On first glance, there is nothing in his e-mail that betrays him—the fingerprints have likely long since been wiped clean, so I slam the laptop shut, scanning the room, looking for invisible evidence.

“Done? Feel better?” Rory says, and I can’t tell if she’s being empathetic or sarcastic.

“What is your problem?” I spin around and face her.

“What is your problem?” she says back. “I was asking, ‘Do you feel better?’ What could you have possibly interpreted from that?”

“Please, the both of you, stop,” Samantha says. “There are other times to air your issues with each other. This isn’t one of them.”

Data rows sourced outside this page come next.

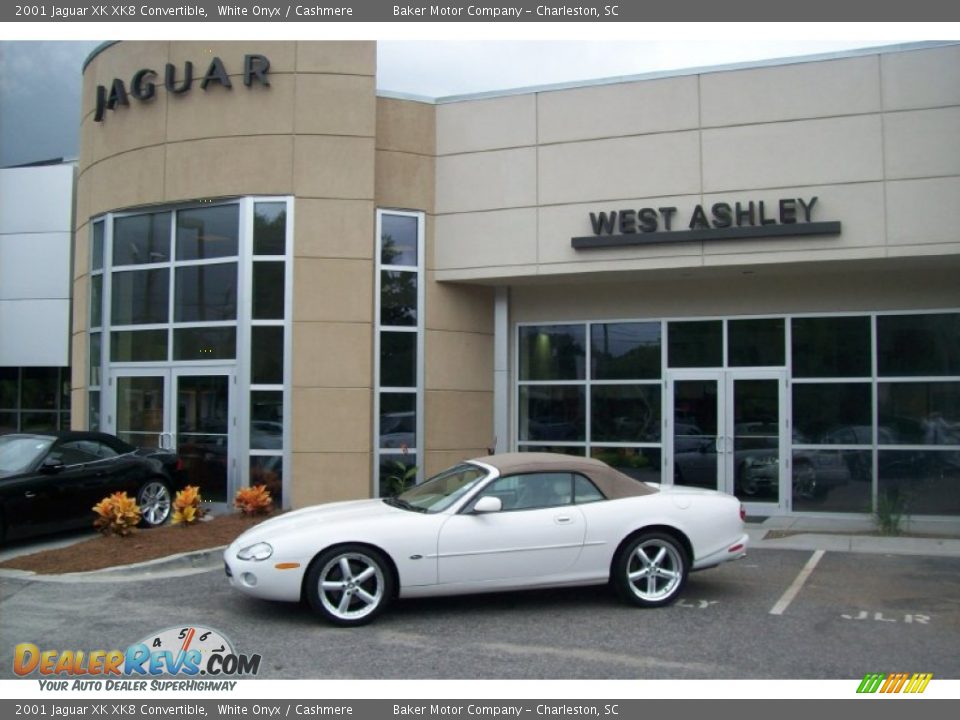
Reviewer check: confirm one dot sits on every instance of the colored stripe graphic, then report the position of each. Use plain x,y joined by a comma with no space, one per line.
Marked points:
894,682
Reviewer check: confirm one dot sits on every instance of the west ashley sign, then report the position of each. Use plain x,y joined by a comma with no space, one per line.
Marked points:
721,221
143,84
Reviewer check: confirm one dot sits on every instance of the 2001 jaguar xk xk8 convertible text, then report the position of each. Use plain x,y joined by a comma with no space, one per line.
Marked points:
504,522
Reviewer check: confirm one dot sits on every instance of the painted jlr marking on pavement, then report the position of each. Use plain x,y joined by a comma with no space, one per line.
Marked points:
784,602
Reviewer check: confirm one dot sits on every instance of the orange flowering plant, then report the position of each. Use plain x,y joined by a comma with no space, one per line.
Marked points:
117,514
186,506
255,500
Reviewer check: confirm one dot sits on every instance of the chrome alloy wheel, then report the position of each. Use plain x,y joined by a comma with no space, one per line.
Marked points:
351,586
655,570
154,502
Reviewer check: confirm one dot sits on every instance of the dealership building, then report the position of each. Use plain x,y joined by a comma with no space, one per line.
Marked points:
743,278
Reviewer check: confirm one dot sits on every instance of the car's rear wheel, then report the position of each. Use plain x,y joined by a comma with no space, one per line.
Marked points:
349,585
155,503
651,570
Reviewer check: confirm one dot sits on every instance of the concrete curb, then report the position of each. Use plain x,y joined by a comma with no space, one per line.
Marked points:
180,565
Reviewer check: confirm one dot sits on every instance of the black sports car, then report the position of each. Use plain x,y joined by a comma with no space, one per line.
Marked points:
50,481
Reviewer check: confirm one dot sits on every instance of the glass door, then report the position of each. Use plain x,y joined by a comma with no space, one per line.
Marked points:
756,448
202,430
186,410
697,428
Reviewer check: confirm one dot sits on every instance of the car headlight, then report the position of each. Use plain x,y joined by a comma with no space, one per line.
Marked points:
259,551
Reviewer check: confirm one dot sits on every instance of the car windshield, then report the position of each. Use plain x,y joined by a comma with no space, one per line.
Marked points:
441,491
17,453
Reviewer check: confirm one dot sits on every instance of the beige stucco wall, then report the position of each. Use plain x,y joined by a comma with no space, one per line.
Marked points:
310,134
872,136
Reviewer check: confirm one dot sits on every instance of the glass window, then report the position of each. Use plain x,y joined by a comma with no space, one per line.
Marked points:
269,228
831,347
207,343
625,351
268,290
140,297
93,411
532,491
920,482
625,413
832,413
96,359
96,300
918,413
552,413
552,352
910,345
268,471
398,359
398,420
398,298
96,246
642,464
398,235
206,293
266,350
138,346
756,343
141,239
832,480
266,420
585,491
208,232
697,343
40,388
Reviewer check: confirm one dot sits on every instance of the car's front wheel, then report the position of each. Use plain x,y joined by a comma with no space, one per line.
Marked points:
650,570
349,585
155,503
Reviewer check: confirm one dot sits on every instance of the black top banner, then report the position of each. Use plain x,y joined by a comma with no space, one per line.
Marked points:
488,11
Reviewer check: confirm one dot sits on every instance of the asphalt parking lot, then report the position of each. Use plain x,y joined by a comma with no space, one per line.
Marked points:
787,614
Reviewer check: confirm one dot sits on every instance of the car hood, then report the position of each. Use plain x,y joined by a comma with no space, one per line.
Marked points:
308,519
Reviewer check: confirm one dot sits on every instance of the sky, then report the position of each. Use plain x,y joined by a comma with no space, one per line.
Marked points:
40,79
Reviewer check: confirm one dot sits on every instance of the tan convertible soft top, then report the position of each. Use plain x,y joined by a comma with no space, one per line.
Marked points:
612,483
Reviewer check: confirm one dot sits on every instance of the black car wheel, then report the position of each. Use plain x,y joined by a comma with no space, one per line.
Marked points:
651,570
349,585
155,503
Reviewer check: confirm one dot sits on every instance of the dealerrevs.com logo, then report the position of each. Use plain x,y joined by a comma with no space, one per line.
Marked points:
894,682
180,652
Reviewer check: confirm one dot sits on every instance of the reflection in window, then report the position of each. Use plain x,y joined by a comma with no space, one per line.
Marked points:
209,232
206,293
625,351
697,343
912,345
625,413
831,347
918,413
398,240
552,413
140,297
756,343
552,352
138,346
141,239
206,343
269,228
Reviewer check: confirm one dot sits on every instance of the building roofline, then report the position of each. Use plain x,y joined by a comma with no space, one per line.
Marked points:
681,72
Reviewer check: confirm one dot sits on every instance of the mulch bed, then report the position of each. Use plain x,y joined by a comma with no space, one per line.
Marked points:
109,551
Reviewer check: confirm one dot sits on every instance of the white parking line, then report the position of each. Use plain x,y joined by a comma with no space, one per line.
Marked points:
784,602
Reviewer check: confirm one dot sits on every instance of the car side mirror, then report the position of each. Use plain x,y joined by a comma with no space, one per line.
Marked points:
488,503
51,465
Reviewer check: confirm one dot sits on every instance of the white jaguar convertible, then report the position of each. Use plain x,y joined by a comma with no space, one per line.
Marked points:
503,522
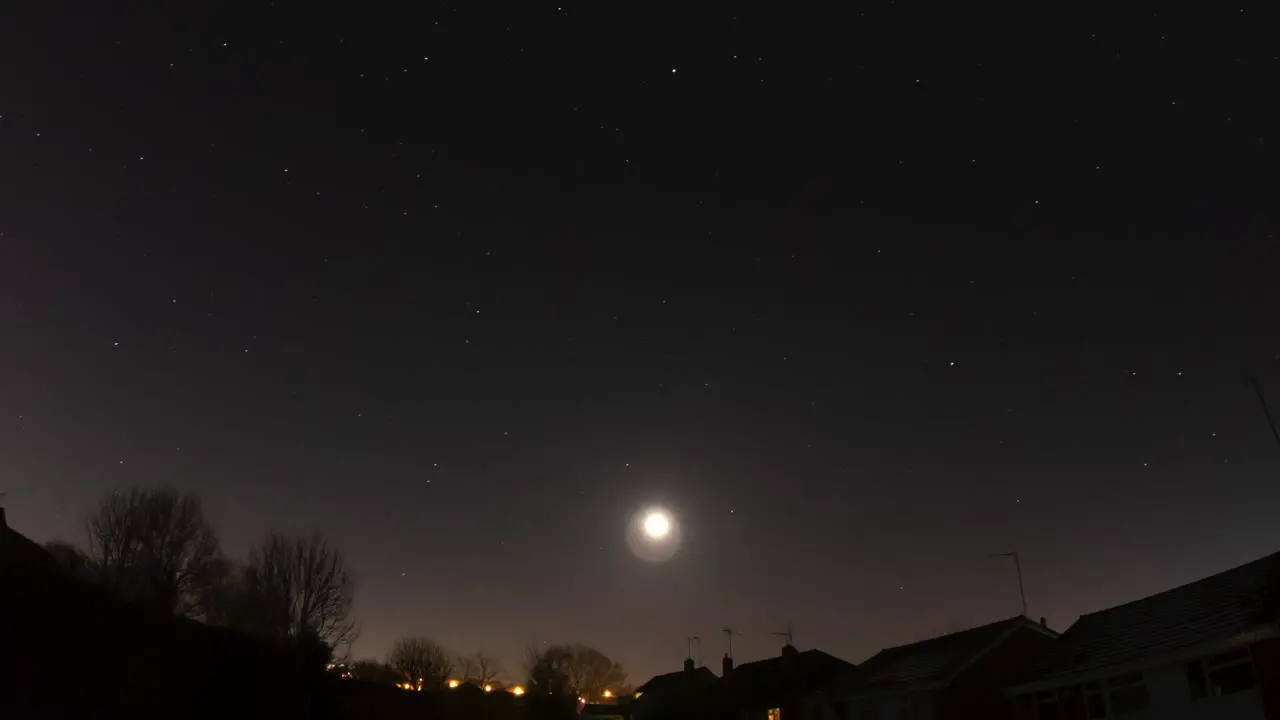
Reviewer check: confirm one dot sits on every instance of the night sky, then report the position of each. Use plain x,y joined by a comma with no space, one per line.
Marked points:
860,297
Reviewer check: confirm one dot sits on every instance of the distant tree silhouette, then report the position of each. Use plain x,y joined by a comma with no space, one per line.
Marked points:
375,671
154,546
584,671
421,660
547,684
547,671
479,669
292,589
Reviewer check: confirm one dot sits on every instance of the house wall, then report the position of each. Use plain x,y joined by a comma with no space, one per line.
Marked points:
979,689
1171,697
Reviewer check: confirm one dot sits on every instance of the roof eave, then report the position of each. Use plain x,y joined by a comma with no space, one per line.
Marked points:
1188,652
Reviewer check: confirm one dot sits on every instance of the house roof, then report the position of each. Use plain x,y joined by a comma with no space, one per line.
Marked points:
928,662
1214,609
680,680
776,680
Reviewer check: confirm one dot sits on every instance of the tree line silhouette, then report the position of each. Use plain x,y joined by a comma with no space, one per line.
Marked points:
155,547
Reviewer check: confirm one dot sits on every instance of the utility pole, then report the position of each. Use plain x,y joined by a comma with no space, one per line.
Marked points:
1266,411
1018,565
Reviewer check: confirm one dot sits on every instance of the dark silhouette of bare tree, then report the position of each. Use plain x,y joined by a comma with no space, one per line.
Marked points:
293,589
155,547
421,661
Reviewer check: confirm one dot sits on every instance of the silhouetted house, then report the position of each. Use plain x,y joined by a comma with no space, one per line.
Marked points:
1207,650
53,627
952,677
18,550
772,688
675,695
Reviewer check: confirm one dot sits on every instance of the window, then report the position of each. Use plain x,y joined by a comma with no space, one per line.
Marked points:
1127,693
1221,674
1047,706
1095,700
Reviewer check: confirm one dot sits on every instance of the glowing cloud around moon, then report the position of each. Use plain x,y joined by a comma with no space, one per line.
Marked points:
653,534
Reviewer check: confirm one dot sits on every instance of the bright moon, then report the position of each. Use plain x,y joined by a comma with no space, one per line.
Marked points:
657,525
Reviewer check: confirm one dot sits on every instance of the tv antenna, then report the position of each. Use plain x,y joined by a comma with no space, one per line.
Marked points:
728,637
689,643
787,634
1018,566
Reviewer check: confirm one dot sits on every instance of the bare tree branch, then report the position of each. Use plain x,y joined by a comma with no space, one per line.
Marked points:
154,546
421,661
583,670
295,589
487,669
479,669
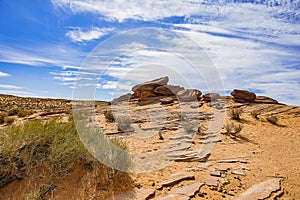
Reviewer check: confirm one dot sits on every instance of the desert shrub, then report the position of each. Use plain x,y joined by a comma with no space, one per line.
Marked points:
273,120
255,114
109,116
236,113
50,145
123,122
2,117
24,113
232,129
9,120
13,112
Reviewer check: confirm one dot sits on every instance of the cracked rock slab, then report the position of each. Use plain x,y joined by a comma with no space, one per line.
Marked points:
262,190
175,178
189,190
138,194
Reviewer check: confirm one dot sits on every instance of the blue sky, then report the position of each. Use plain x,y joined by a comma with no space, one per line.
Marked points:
252,45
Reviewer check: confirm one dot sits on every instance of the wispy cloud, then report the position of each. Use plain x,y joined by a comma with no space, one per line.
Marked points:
57,55
85,35
3,74
13,87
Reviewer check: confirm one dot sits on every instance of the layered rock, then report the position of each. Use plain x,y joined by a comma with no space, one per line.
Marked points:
243,96
210,97
168,90
189,95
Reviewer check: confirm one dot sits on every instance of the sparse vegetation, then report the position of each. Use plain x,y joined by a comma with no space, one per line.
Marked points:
236,113
13,112
255,114
109,116
272,119
25,113
2,117
123,122
9,120
232,129
50,145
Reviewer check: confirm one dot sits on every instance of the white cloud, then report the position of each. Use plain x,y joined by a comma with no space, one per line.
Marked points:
80,35
3,74
12,87
57,55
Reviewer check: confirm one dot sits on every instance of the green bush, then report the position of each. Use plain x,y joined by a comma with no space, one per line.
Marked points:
123,122
255,114
109,116
13,112
2,117
50,145
236,113
9,120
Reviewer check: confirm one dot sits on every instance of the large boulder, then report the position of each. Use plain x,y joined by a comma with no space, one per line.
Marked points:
189,95
243,96
210,97
168,90
263,99
146,89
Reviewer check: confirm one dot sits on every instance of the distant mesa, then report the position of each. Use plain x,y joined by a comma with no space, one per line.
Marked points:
158,90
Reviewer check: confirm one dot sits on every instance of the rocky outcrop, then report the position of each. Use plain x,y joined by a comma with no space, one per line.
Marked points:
168,90
210,97
166,100
243,96
189,95
263,99
146,89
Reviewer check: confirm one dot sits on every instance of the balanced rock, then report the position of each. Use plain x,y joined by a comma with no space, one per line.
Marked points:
243,96
189,95
146,89
210,97
168,89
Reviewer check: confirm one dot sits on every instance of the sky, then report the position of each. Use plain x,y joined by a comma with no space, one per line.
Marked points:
58,48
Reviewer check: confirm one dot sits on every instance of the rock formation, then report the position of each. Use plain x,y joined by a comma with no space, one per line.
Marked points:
243,96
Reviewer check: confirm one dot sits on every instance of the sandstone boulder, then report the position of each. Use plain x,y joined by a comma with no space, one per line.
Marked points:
168,90
243,96
146,89
263,99
166,100
210,97
188,95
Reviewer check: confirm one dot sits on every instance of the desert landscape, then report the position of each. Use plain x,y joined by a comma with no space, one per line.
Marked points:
182,144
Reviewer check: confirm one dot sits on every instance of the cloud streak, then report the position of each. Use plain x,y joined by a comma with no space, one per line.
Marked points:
80,35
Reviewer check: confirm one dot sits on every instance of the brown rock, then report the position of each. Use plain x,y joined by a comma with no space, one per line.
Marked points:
210,97
262,190
263,99
146,89
168,90
166,100
243,96
189,95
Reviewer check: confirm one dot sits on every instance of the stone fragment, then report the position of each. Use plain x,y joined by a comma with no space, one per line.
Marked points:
137,194
166,100
189,190
210,97
262,190
188,95
175,178
243,96
168,90
212,181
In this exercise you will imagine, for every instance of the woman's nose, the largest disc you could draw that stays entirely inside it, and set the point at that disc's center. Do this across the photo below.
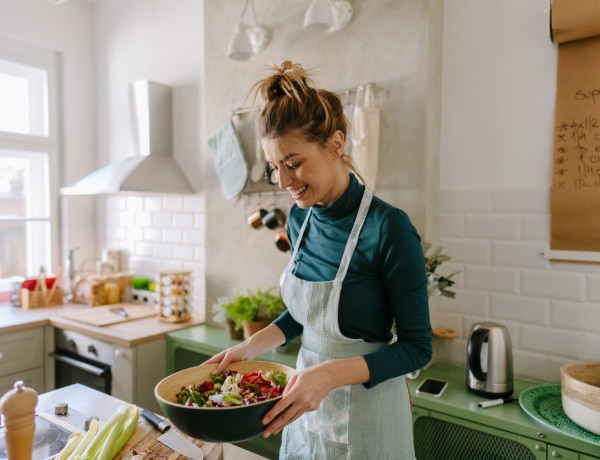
(284, 178)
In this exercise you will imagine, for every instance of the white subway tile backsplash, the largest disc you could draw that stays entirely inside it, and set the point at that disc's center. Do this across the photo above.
(551, 308)
(591, 347)
(492, 226)
(153, 203)
(518, 254)
(172, 235)
(466, 199)
(535, 228)
(192, 237)
(194, 203)
(554, 285)
(522, 200)
(163, 251)
(162, 219)
(183, 220)
(530, 366)
(182, 252)
(152, 234)
(173, 203)
(125, 219)
(467, 250)
(593, 288)
(134, 203)
(452, 225)
(567, 344)
(143, 249)
(469, 302)
(492, 279)
(574, 316)
(143, 219)
(520, 309)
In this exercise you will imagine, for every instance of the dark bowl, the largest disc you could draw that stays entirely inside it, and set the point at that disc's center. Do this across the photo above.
(215, 424)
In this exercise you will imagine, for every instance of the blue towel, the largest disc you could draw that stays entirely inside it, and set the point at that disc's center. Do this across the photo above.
(230, 161)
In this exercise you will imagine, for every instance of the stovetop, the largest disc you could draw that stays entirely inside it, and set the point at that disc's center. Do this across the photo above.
(49, 440)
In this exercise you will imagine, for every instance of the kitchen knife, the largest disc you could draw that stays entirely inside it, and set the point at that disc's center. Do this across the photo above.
(171, 438)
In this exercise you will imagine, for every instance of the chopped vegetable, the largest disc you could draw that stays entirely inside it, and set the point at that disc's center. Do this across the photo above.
(230, 388)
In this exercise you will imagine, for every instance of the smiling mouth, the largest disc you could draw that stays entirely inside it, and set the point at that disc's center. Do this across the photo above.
(297, 192)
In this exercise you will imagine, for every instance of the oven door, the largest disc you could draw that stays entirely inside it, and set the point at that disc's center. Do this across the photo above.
(73, 368)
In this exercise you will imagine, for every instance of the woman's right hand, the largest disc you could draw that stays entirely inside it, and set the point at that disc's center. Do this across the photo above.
(259, 343)
(239, 352)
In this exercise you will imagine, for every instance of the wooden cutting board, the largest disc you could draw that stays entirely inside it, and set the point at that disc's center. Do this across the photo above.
(103, 316)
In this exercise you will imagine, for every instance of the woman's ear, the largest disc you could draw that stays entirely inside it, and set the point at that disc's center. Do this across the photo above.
(337, 143)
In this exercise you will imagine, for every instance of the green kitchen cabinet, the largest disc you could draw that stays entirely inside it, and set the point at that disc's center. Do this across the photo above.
(454, 427)
(191, 346)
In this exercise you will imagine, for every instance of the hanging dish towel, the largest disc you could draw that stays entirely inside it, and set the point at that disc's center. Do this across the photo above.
(365, 135)
(230, 161)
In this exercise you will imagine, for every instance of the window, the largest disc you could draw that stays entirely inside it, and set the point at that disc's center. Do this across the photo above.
(28, 162)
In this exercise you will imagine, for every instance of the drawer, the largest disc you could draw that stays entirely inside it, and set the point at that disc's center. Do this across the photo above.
(21, 350)
(33, 378)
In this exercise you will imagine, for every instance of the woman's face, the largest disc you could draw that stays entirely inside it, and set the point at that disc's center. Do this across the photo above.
(314, 176)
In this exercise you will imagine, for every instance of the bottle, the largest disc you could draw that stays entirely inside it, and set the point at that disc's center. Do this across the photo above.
(17, 407)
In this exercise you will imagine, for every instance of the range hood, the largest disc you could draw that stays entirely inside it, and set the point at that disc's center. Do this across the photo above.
(154, 168)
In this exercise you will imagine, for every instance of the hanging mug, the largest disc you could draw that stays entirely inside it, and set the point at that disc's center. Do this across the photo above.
(255, 220)
(282, 242)
(274, 218)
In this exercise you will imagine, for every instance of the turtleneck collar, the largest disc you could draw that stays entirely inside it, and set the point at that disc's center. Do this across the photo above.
(345, 204)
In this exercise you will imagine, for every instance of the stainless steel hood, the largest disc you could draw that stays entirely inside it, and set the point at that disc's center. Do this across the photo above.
(154, 168)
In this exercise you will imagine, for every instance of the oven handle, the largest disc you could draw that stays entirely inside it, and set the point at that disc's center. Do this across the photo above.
(89, 368)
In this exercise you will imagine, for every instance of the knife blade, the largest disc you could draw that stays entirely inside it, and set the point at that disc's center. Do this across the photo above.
(172, 438)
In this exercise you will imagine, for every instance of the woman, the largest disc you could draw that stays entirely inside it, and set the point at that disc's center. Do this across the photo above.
(356, 268)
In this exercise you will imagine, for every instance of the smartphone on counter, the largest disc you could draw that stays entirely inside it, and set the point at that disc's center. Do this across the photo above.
(432, 387)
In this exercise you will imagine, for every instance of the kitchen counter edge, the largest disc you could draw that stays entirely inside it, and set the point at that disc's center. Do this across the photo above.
(128, 334)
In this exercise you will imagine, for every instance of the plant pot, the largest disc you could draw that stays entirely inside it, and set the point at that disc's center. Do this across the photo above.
(253, 327)
(232, 333)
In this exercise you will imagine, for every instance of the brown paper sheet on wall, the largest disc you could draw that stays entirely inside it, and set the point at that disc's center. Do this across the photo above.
(575, 195)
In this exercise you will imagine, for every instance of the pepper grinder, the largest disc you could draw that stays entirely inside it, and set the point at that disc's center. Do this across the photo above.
(17, 407)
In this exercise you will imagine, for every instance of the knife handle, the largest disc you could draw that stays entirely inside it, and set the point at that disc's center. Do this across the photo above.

“You’re right.” Rory exhales, then chews her lip. “I’m sorry.”

“For this or for what you just said?”

“For both, okay? Can’t you just accept an apology and move on? Must you make it harder on everyone, always?”

“I don’t make it harder on everyone, always!” I reach for the wine too quickly, and it splashes on my waist, seeping into the eggplant dress, camouflaged like it was never there in the first place.

Rory gives me a steely look, and Samantha just sighs and stares into her lap. Do I? Do I always make it harder for everyone always? No, vulnerability was never my strong suit.

Eventually, I grow weary of their remorse and don’t want to rehash another second of this mess. I ask them to leave, and Rory does with her chin still high in the air, like she doesn’t have one thing to apologize for, like it might actually slay her to admit real culpability. She and my mother—I almost laugh out loud—cut from the same cloth and all of that. Samantha is more contrite, and hugs me tightly good-bye, her voice cracking under the weight of her guilt—that she didn’t tell me sooner, that she hasn’t done more to guide me wherever it is I need to go.

“You can’t guide me,” I say, despite the lessons of the hour. “This is my thing to do alone.”

“Don’t say that,” she pleads. “That’s who you were before. Alone. Independent. Even when you didn’t have to be.”

“Why were we friends?” I ask.

“I’m sorry?” She stutters. She is standing in the door frame, perched on the precipice between the hallway and my apartment.

“If I was such an Ice Queen, why were we friends?”

Initially, she looks confused, and then her face relaxes.

“For a lot of reasons,” she says. “Because you were the girl who would tell me to stop one shot before I puked in college. Because you were the girl who drilled me for the LSATs, staying up until we saw the sun rise at that crappy diner on my block with the inedible matzo ball soup, when you knew that I wanted to get into Harvard Law School. Because when I broke my nose skiing in Utah, you not only cleaned up my bloody tissues in the hotel room, but you subsequently talked me out of a nose job.” She touches a bump on the bridge of her nose. “You told me our scars give us character.”

“I said that?”

“You did.” She nods. “Which isn’t to say I didn’t make a few calls when we got back to town, but still, I’ve lived with it. I, at least, pretend that this bump makes me more interesting.”

She smiles now, a sad smile but a smile all the same.

“You should have told me about Peter,” I say.

“I know, but let’s not make that everything, okay? Before, maybe you would have never forgiven me.” She hugs me again and pulls back and looks at me, really examines me like she’s seeing me for the first time. “Now, let’s not make this everything.”

25

I wake early on Sunday, having slept only two hours and hungover in a way that I suspect I’ve never been before, the remnants of alcohol oozing from and dehydrating my cells. I check my phone to see if Liv has returned my call, but there are only two texts, one from Samantha, apologizing again, and one from Anderson, ensuring that I haven’t offed myself (or trudged to the Berkshires to off Peter) in the wee hours of morning.